Aux termes de ce protocole, il était prévu que les candidatures en vue du premier tour des élections devaient être déposées avant le 22 mai 2025 à 16 heures, le premier tour devant avoir lieu par vote électronique entre le 3 juin 2025 et le 5 juin 2025.
Le 21 mai 2025, Monsieur [FL] [V], délégué syndical de l’UNSA au sein de la société KCH, a adressé une liste de candidats pour le premier collège par mail.
Le lendemain, le 22 mai 2025 à 15 heures 20, le secrétaire général adjoint de l’UNSA a adressé par mail une liste de candidats différente, intersyndicale UNSA/FO, pour le premier collège.
La liste des candidats aux élections professionnelles a été affichée le 23 mai 2025 par la société KCH et ne visait que la liste intersyndicale UNSA/FO déposée le 22 mai 2025.
Parallèlement, le 26 mai 2025, l’UNSA a procédé au retrait de la désignation de Monsieur [FL] [V] en qualité de délégué syndical de l’UNSA au sein de la société KCH.
Les résultats du premier tour de l’élection des membres de la délégation du personnel des comités sociaux et économiques ont été proclamés le 5 juin 2025.
Par une requête du 19 juin 2025, enregistrée au greffe le 23 juin 2025, Monsieur [V] ainsi que Messieurs [KG] [BF], [C] [VS], [U] [J] et Madame [MR] [T], soit l’ensemble des candidats figurant sur la liste déposée par Monsieur [V], ont saisi le tribunal judiciaire de Meaux aux fins de solliciter l’annulation de l’élection du premier collège de la délégation du personnel au CSE de la société KEOLIS CONTROLE ET HUMANISATION.
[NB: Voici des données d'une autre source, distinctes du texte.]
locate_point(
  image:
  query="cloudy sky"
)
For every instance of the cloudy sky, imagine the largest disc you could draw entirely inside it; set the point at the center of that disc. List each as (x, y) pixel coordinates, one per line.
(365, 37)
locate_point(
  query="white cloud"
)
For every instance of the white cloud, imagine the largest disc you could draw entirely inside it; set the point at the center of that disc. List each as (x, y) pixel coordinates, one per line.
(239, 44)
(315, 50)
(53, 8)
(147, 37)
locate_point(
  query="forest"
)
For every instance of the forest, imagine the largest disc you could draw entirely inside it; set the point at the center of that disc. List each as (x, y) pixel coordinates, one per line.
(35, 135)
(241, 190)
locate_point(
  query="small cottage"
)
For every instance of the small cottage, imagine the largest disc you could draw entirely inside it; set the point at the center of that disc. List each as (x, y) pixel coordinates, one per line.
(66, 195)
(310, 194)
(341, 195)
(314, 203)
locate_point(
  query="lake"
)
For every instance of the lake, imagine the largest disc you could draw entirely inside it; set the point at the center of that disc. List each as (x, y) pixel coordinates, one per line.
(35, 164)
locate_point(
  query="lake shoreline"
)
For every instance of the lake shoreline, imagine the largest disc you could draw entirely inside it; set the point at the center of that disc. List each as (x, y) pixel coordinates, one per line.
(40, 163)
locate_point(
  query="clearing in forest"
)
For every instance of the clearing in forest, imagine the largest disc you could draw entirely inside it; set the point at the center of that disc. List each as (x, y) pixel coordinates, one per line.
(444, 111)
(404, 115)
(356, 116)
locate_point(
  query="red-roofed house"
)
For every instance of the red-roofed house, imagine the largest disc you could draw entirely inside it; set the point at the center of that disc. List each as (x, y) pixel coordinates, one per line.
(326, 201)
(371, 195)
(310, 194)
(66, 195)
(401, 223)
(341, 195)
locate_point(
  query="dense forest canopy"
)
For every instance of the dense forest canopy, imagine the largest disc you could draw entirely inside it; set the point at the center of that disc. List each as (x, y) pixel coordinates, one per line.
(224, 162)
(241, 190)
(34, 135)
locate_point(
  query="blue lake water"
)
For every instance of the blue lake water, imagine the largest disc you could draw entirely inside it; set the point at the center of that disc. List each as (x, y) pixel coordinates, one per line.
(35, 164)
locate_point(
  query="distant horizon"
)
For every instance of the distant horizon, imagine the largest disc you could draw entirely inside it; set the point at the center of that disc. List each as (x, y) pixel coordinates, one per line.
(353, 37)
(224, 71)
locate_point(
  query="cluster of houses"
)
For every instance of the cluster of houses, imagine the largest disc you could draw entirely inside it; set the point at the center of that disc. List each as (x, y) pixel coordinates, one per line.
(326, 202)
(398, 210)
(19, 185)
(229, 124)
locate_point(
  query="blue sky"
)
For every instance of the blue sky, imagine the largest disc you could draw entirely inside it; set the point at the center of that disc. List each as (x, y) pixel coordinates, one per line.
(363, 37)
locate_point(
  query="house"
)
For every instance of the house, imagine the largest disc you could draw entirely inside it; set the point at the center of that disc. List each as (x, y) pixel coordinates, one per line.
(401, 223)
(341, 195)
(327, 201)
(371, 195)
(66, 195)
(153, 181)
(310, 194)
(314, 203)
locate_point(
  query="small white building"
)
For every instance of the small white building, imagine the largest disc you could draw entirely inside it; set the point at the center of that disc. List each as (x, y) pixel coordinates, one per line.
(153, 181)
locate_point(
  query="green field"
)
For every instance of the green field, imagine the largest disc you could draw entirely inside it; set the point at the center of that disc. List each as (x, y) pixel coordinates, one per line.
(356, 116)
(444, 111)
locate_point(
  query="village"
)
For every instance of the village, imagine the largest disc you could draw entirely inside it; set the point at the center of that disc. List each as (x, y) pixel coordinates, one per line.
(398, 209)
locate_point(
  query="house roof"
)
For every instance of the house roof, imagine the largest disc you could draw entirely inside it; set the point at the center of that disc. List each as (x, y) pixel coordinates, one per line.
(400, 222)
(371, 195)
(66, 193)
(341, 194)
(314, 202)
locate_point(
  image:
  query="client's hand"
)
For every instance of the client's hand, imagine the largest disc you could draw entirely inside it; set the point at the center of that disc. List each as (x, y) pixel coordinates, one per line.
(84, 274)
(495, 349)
L’affaire a été appelée à l’audience du 11 septembre 2025, date à laquelle elle a été retenue.
A l’audience, se référant expressément aux termes de leurs conclusions en demande, Messieurs [FL] [V], [KG] [BF], [C] [VS], [U] [J] et Madame [MR] [T], représentés par leur conseil, sollicitent du tribunal de :
Accueillir Messieurs [FL] [V], [KG] [BF], [C] [VS], [U] [J] et Madame [MR] [T] en leurs fins, demandes et conclusions ; Constater les irrégularités dans le dépôt des candidatures aux élections professionnelles au sein de la société KEOLIS CONTROLE ET HUMANISATION ; Rejeter les demandes, fins et conclusions de la société KEOLIS CONTROLE ET HUMANISATION, du syndicat UNSA TRANSPORT et du syndicat FORCE OUVRIERE ; Annuler les élections du collège « employés » (premier collège) de la délégation du personnel au CSE de la société KEOLIS CONTROLE ET HUMANISATION dont les résultats ont été proclamés le 5 juin 2025 ;Condamner solidairement la société KEOLIS CONTROLE ET HUMANISATION, le syndicat UNSA TRANSPORT et du syndicat FORCE OUVRIERE à verser à chacun des demandeurs la somme de 500 euros au titre de l’article 700 du code de procédure civile.
Au soutien de leurs demandes, Messieurs [FL] [V], [KG] [BF], [C] [VS], [U] [J] et Madame [MR] [T] font valoir que l’employeur ne peut se faire juge des candidatures mais doit, en cas de difficulté relative aux listes de candidats, saisir le juge du contentieux des élections professionnelles. Ils ajoutent qu’en toute hypothèse, lorsque deux listes sont présentées par un même syndicat, la liste déposée en premier doit être retenue. Au regard de ces principes, ils font valoir que Monsieur [V] bénéficiait d’un mandat verbal de l’UNSA pour déposer une liste de candidats, ce qui a été effectué dans le délai imparti par le protocole d’accord préélectoral. Ils en déduisent que l’employeur ne pouvait accepter de prendre en considération la seconde liste déposée par l’UNSA le lendemain, ni a fortiori écarter la première liste que Monsieur [V] avait déposée. En toute hypothèse, ils soutiennent qu’il appartenait à la société KEOLIS CONTROLE ET HUMANISATION de saisir le juge afin de trancher cette difficulté. Les requérants soutiennent que, en gardant le silence sur le dépôt d’une liste UNSA/FO jusqu’à la fin du délai de dépôt des candidatures et en tranchant elle-même la difficulté née du dépôt de deux listes pour la même organisation syndicale, la société KEOLIS CONTROLE ET HUMANISATION a manqué à son obligation de neutralité.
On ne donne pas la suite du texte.